Local groups comprised of ranchers, developers, recreationists, land managers and conservationists have worked together and taken important steps towards conserving Gunnison sage-grouse by protecting and restoring habitat. The decision to protect the bird under the Endangered Species Act makes additional federal funding available so that local working groups can expand their efforts to put working farms and ranches under conservation easements and restore wildlife habitat to benefit Gunnison sage-grouse.

“The Gunnison sage-grouse is an important part of the web of the life in Western Colorado.  Endangered Species Act protection for sage-grouse will help protect not only this fascinating bird, but also habitat for other wildlife, including elk, deer and antelope,” said Megan Mueller, biologist with Rocky Mountain Wild. “We have a responsibility to leave the world a better place for future generations and that means being good stewards of the land and protecting habitat for all wildlife.”

The Gunnison sage-grouse is distinct from greater sage-grouse, identified by researchers as early as the 1970s and recognized as a new species by the American Ornithologists' Union in 2000. While its historic range may have included parts of Colorado, Utah, New Mexico, and Arizona, the species now occurs only in eight small populations in southwestern Colorado and southeastern Utah.

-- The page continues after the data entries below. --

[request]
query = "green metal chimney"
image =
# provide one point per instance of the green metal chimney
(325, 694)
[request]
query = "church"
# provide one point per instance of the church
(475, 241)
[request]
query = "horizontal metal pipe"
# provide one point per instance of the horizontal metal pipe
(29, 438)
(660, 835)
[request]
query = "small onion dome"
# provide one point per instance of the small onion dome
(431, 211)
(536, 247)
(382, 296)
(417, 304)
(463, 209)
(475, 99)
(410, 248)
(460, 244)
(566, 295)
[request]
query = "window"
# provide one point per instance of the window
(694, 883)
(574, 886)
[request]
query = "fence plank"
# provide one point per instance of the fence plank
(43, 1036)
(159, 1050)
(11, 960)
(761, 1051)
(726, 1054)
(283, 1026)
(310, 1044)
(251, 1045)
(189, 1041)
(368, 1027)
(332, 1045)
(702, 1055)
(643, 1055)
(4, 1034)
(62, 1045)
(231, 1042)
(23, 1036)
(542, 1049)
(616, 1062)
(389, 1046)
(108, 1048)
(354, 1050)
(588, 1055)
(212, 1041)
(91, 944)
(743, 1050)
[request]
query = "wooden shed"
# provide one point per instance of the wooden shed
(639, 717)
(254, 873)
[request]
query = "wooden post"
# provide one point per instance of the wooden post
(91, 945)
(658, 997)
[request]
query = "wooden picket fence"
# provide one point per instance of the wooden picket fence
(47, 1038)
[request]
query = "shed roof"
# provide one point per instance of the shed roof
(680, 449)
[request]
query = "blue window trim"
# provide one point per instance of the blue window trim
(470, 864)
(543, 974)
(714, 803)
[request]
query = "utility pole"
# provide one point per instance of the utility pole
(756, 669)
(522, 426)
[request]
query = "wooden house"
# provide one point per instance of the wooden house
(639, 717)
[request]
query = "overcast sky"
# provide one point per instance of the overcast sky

Gunnison sage-grouse have experienced significant declines from historic numbers and only about 4,000 breeding individuals remain.

“Gunnison sage grouse are finally getting the protection they desperately need to survive,” said Noah Greenwald, endangered species director at the Center for Biological Diversity.  “This unique and beautiful bird needs a safe haven from urban sprawl and urban sprawl and other threats.”

Biologists have found that safeguards must be put in place to protect more of the best remaining sage-grouse habitat, and that better stewardship is needed to restore habitat that has been degraded by poorly managed grazing, motorized recreation and other land uses.  

The Fish and Wildlife Service previously determined that Gunnison sage-grouse were not warranted for listing under the ESA in April 2006. However, upon further review, the agency agreed to promulgate a new listing decision in 2010. The Service then struck separate settlement agreements with WildEarth Guardians and the Center for Biological Diversity that scheduled either a proposed listing decision or “not warranted” determination for 2012, and a final decision by October 2013.